One other text merits attention: 1 Corinthians, chapter ii., 14. “But the natural man receiveth not the things of the Spirit of God, for they are foolishness unto him; neither can he know them, because they are spiritually discerned.”
In this passage the “natural man” must signify “man as he is found in our ordinary experience.” The idea evidently intended, is that mankind, as a race, do not understand or obey the truth as it is taught by Christ and the Spirit of God. The fact is [pg 234] affirmed that without Christ and the divine Spirit to aid, man as a race does not come to such knowledge of and obedience to the laws of God as secures eternal life.

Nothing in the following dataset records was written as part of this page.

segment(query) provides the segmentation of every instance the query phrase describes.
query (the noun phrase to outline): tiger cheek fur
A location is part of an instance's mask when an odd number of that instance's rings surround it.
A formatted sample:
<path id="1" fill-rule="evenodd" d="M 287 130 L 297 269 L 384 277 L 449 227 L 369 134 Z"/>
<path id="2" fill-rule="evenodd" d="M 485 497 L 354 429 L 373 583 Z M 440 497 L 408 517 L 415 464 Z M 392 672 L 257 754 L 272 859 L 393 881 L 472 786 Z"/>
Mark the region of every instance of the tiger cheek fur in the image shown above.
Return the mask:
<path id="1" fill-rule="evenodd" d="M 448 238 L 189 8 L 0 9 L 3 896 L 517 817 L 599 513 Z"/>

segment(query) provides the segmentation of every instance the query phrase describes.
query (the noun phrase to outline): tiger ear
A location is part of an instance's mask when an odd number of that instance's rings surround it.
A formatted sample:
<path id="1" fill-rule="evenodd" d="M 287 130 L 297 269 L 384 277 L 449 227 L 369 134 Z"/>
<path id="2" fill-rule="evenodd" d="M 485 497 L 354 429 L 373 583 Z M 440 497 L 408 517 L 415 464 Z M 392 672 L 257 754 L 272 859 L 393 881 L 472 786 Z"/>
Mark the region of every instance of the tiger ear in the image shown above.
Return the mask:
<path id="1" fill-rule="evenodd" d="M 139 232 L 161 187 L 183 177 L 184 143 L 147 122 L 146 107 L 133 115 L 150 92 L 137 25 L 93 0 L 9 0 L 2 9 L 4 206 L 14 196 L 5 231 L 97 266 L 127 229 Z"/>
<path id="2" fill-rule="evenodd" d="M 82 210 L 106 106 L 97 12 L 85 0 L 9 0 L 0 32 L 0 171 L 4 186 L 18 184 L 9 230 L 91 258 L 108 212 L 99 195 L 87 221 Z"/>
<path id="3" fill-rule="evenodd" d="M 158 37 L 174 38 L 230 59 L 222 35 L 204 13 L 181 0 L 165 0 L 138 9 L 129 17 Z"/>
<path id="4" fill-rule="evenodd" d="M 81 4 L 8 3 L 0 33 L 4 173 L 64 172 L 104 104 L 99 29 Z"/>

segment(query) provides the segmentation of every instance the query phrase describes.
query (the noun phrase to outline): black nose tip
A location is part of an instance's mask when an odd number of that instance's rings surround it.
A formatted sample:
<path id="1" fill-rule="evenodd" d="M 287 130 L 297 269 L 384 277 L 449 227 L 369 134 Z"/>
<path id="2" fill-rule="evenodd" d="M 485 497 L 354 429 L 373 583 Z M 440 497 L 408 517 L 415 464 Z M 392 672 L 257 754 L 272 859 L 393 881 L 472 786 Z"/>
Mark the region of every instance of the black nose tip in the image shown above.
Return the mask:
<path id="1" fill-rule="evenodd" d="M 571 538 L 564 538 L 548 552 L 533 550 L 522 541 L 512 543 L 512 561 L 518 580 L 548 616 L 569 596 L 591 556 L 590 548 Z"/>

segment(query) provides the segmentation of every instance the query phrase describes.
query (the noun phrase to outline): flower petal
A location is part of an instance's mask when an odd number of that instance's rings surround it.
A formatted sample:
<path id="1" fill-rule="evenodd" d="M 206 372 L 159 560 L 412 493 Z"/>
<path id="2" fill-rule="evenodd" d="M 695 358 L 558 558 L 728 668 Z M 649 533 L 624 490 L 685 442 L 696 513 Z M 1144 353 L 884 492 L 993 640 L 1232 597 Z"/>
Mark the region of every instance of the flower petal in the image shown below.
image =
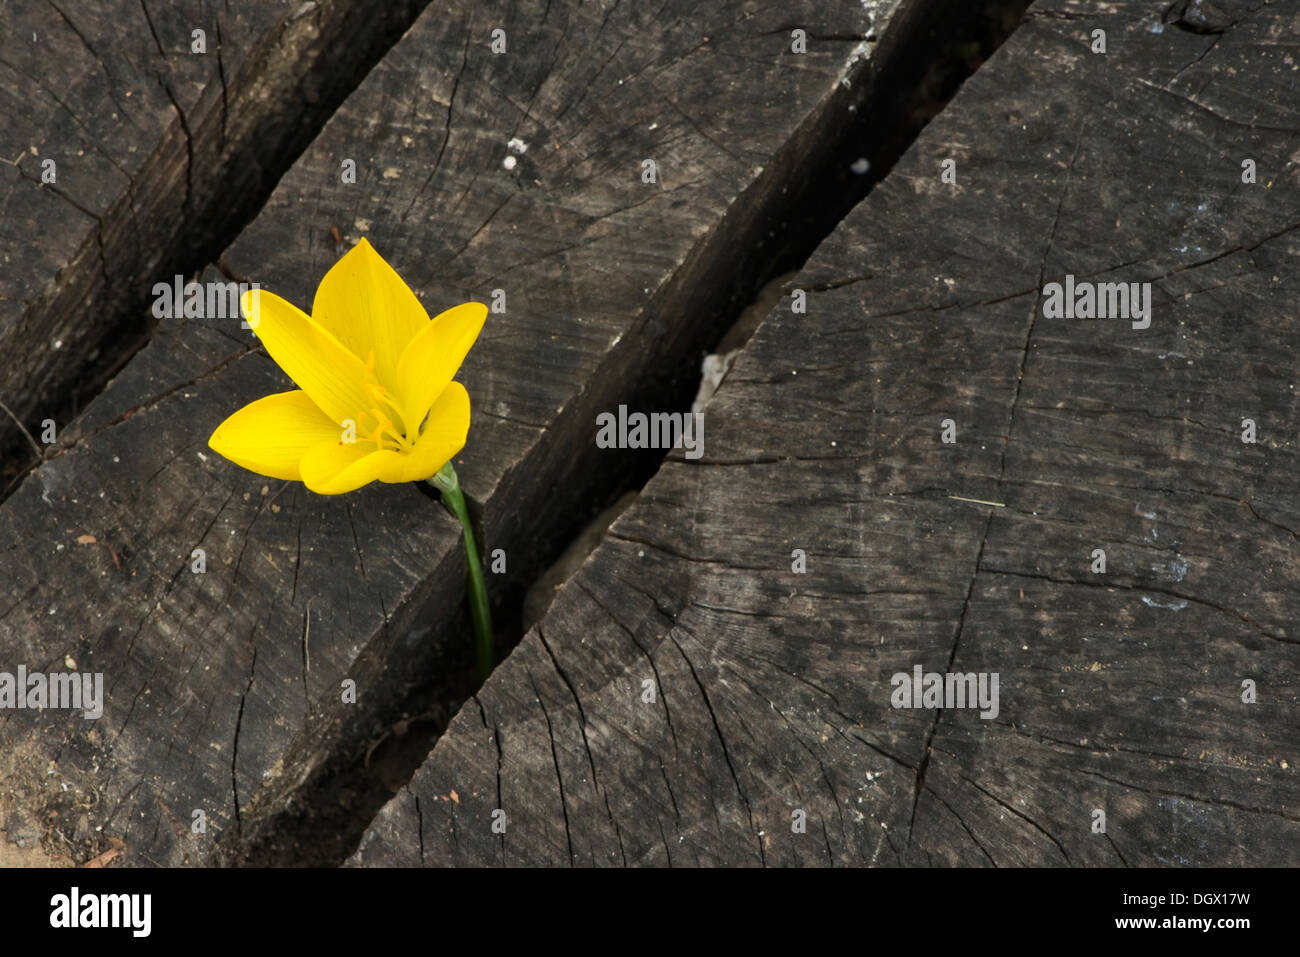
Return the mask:
<path id="1" fill-rule="evenodd" d="M 271 358 L 334 422 L 374 405 L 361 387 L 361 360 L 293 303 L 251 289 L 240 305 Z"/>
<path id="2" fill-rule="evenodd" d="M 311 316 L 362 362 L 374 352 L 375 375 L 389 388 L 402 350 L 429 324 L 415 293 L 364 238 L 320 281 Z"/>
<path id="3" fill-rule="evenodd" d="M 402 352 L 397 378 L 389 381 L 396 382 L 397 394 L 414 419 L 408 423 L 412 429 L 465 361 L 487 314 L 488 308 L 481 302 L 453 306 L 434 316 Z"/>
<path id="4" fill-rule="evenodd" d="M 420 482 L 429 478 L 465 447 L 469 435 L 469 393 L 459 382 L 450 382 L 429 410 L 415 446 L 389 462 L 380 479 L 384 482 Z"/>
<path id="5" fill-rule="evenodd" d="M 295 389 L 244 406 L 217 426 L 208 447 L 259 475 L 296 482 L 307 450 L 340 436 L 338 425 Z"/>
<path id="6" fill-rule="evenodd" d="M 309 449 L 299 470 L 303 484 L 318 495 L 341 495 L 369 485 L 400 458 L 391 449 L 376 449 L 369 442 L 336 439 Z"/>

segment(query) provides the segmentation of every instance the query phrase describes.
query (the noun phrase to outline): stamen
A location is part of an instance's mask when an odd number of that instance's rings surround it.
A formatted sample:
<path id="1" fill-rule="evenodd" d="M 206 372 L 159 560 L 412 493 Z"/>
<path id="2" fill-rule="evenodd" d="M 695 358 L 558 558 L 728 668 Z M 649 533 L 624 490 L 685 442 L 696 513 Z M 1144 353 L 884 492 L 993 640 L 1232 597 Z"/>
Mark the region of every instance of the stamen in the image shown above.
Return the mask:
<path id="1" fill-rule="evenodd" d="M 381 449 L 391 448 L 395 445 L 395 451 L 409 450 L 414 444 L 414 437 L 408 437 L 409 429 L 406 425 L 406 415 L 402 410 L 401 403 L 397 401 L 397 397 L 375 380 L 375 353 L 373 350 L 366 358 L 361 387 L 376 402 L 375 408 L 358 413 L 357 416 L 358 419 L 369 417 L 375 420 L 375 427 L 366 436 L 366 441 L 374 442 Z M 396 428 L 393 417 L 386 414 L 384 410 L 391 412 L 392 416 L 402 423 L 400 430 Z"/>

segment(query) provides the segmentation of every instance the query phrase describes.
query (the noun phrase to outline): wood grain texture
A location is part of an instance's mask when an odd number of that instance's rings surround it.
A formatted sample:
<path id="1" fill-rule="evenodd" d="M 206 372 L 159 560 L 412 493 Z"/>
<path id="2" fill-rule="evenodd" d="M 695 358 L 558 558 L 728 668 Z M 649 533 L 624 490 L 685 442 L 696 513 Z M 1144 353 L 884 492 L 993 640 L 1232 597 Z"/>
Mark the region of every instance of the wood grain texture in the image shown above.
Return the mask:
<path id="1" fill-rule="evenodd" d="M 1300 860 L 1300 19 L 1153 6 L 1032 8 L 353 864 Z M 1066 274 L 1150 328 L 1045 318 Z M 917 664 L 998 716 L 894 709 Z"/>
<path id="2" fill-rule="evenodd" d="M 0 7 L 0 402 L 31 427 L 143 339 L 151 320 L 131 310 L 153 283 L 203 262 L 196 250 L 305 145 L 313 104 L 341 98 L 420 6 Z M 0 452 L 19 435 L 5 416 Z"/>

In reference to most other texts quoted to prove a depraved nature, it will be found that they simply affirm depraved action. Men, in the Bible, are described as wrong-doers by their own wrong willing or choice and not by a depraved nature. Sometimes they are said to choose wrong and sometimes right, and their wrong willing no more proves a depraved nature than the right willing proves a holy nature.
Chapter XXXIV. A Reliable Revelation From The Creator Impossible If It Contains The Augustinian Theory.
The object aimed at in this chapter demands attention to the following preliminaries.
Before we can gain a reliable revelation from our Creator, we are obliged to establish the truth that there is such a Creator. Our only mode of doing this is by the method already set forth in chapter 10, and for which we are dependent on our reason or common sense.
Having, by the aid of reason, arrived at a knowledge of the existence and character of the Creator, we next inquire as to the mode by which we can receive direct revelations from him.
Here we find that we are again wholly dependent on reason or common sense. The principle on which we alone rely for revelations from God is this:
A change in the established order of nature surpassing human power, is evidence of a supernatural agency that is sanctioned by the Author of the Laws of Nature.